Rimini, 10 novembre 2011 - SE QUEL morto per overdose non si fosse chiamato Marco Pantani, forse Fabio Carlino non sarebbe mai stato condannato. O almeno non a quattro anni e mezzo di carcere. Questo il senso della requisitoria con cui ieri il procuratore generale di Cassazione ha chiesto l’annullamento di buona parte della pena inflitta all’ultimo imputato per la morte del Pirata. I giudici sono andati oltre, con una sentenza di annullamento dell’intera condanna perchè il fatto non sussiste, e senza rinvio in Appello. Per Carlino finisce qui. «Un incubo che si chiude — manda a dire lui — spero solo che in futuro il mio nome non venga più associato alla morte di Pantani». Al suo sollievo fa da contraltare la furia di mamma Tonina: «E’ una vergogna — tuona da Cesenatico — non c’è giustizia. Ma non finisce qui».

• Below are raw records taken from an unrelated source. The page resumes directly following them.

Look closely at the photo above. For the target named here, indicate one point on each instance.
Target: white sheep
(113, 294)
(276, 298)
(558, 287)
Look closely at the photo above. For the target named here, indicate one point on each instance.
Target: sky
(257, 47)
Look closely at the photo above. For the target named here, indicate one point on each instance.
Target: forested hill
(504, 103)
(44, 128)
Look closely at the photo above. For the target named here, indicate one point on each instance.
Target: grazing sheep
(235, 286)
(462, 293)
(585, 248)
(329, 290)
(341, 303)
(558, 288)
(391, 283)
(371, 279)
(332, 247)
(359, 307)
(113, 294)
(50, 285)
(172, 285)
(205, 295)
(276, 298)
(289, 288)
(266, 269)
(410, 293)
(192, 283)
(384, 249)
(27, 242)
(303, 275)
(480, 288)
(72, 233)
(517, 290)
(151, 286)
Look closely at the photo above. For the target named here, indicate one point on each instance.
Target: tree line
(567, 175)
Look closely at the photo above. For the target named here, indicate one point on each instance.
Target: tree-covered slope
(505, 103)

NON PITTORESCO come l’amante russa del campione, Elena Korovina (assolta in primo grado), il leccese Carlino aveva trovato a Rimini la sua terra dell’oro, impiantando un’agenzia di ragazze-immagine. Secondo gli inquirenti, era il suo appartamento la ‘base logistica’ degli spacciatori che uccisero Pantani, trovandosi a due passi dal residence Le Rose, dove il 14 febbraio del 2004, il Pirata consumò la sua ultima tappa. Carlino era convivente e amico dello spacciatore del Pirata, quel Fabio Miradossa reo confesso e già condannato a quattro anni e dieci mesi di carcere, così come Ciro Veneruso, il ‘cavallo’ che recapitò la droga a Pantani. Per l’accusa non c’erano dubbi, l’ultima cessione di coca era stata fatta con la collaborazione di Carlino.

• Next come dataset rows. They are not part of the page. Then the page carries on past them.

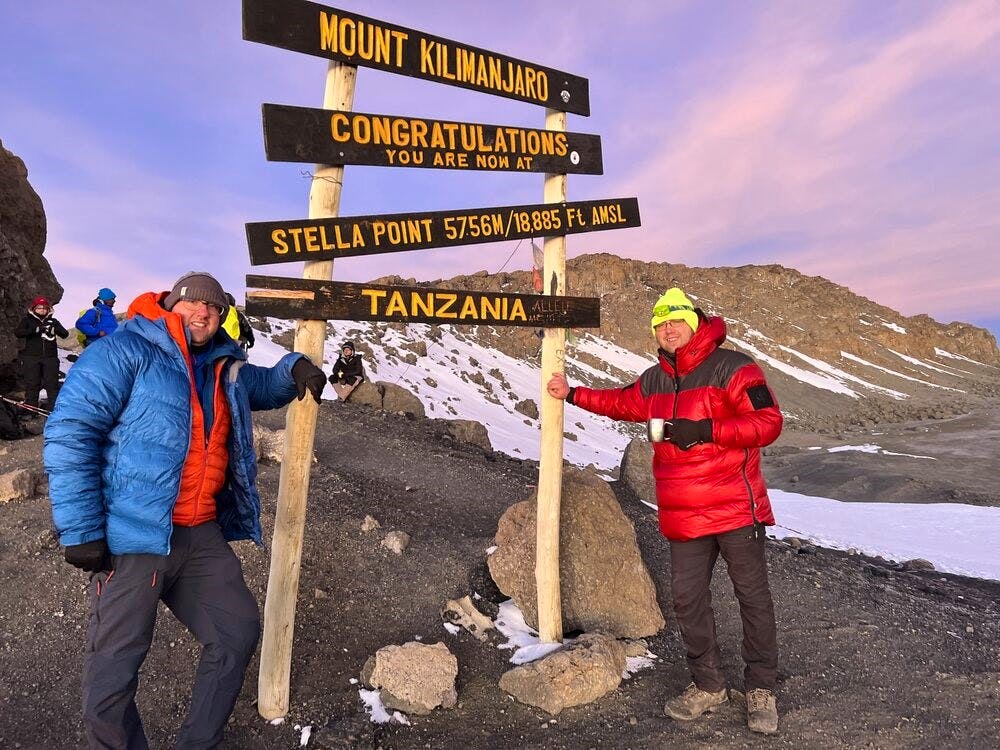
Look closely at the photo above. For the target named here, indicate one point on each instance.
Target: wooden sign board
(307, 299)
(349, 236)
(334, 34)
(323, 136)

LUI si era difeso sostenendo che si era solo limitato a metterli in contatto, sapendo che le pressanti richieste di droga di Pantani a Miradossa, (in quel momento rintanato a Napoli per sfuggire alle sfuriate di mamma Tonina), avrebbero finito per mettere nei guai anche lui. Forse moralmente responsabile per aver cercato così di toglierselo di torno, ma non certo uno spacciatore. E non era stato lui, aveva giurato, a indicare al ‘fattorino’ dove dormiva il Pirata. Finito sul banco degli imputati, era stato condannato a quattro anni e mezzo, sentenza confermata in Appello. I suoi difensori avevano presentato ricorso in Cassazione.

«HO la sensazione — aveva esordito ieri il procuratore generale, Oscar Cedrangolo — che la notorietà del personaggio e la spettacolarizzazione data dai media alla sua morte abbiano influito nella distribuzione, in misura eccedente, delle responsabilità per il suo decesso».